中国の人民解放軍は、台湾周辺海域での2日間の軍事演習を「成功裏に完了」したと大晦日に発表した。この「ジャスティス・ミッション2025」と名付けられた演習は、島嶼に対する主権主張を目的としており、東アジアの緊張を高めている。日本をはじめとする各国が懸念を表明している。
中国の人民解放軍(PLA)は2025年12月31日、台湾周辺での軍事演習「ジャスティス・ミッション2025」を成功裏に終了したと発表した。この演習は、PLA東部戦区の統合共同作戦能力を十分に検証したものであり、主権と領土保全を守ることを目的としていた。
PLA東部戦区の報道官、李熙上級大佐は、「常に高警戒態勢を維持し、台湾独立分離主義者と外部干渉の試みを断固阻止し、国家主権と領土保全を堅固に守る」と述べた。発表は動画形式で、武勇的な音楽とともに公開されたが、成功の詳細や終了時刻については言及されなかった。演習は月曜日と火曜日の日中に行われる予定だった。
台湾は1949年の内戦後、中国本土から分離した自己統治の島嶼であり、北京はこれを自国領土と主張し、必要に応じて武力行使を警告している。最近では、戦闘機や艦艇の接近が日常化し、演習の規模も拡大している。
習近平国家主席は同日の新年挨拶で、台湾海峡両岸の中国人には「血の絆と親族のつながり」があり、「祖国の統一は時代の大勢であり、必ず実現する」と語った。
この演習は外部勢力への警告と見なされており、日本外務省は1月1日、「台湾海峡の緊張を高める行為」として中国に懸念を伝えた。「台湾問題は対話による平和的解決を期待する。日本政府の長年の立場だ」との声明を発表した。

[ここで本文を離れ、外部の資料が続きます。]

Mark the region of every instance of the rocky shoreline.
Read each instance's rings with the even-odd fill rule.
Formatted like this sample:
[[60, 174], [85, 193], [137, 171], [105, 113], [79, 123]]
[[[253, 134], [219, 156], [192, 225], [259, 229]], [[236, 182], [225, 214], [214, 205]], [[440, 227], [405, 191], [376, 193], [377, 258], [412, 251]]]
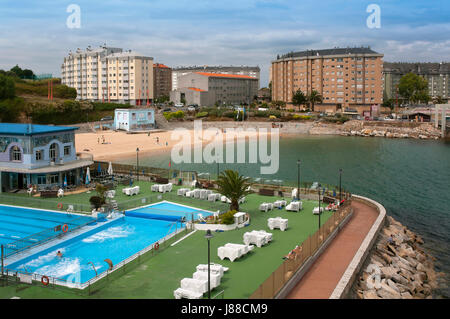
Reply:
[[342, 125], [343, 136], [439, 139], [441, 132], [431, 123], [378, 123], [349, 121]]
[[434, 270], [422, 238], [394, 218], [386, 226], [352, 287], [357, 299], [431, 299], [442, 275]]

11月には日本の首相が台湾への直接攻撃時に軍事介入を排除しないと述べていた。
また、12月中旬の米国による台湾への過去最大規模の武器売却を中国は強く非難。フィリピンの国防相は「脆弱な地政学的環境での安定を損なう」と懸念を表明した。一方、米大統領ドナルド・トランプ氏は習氏との良好な関係から心配していないと語った。
これらの反応は、台湾海峡の平和と安定が国際社会全体に重要であることを示している。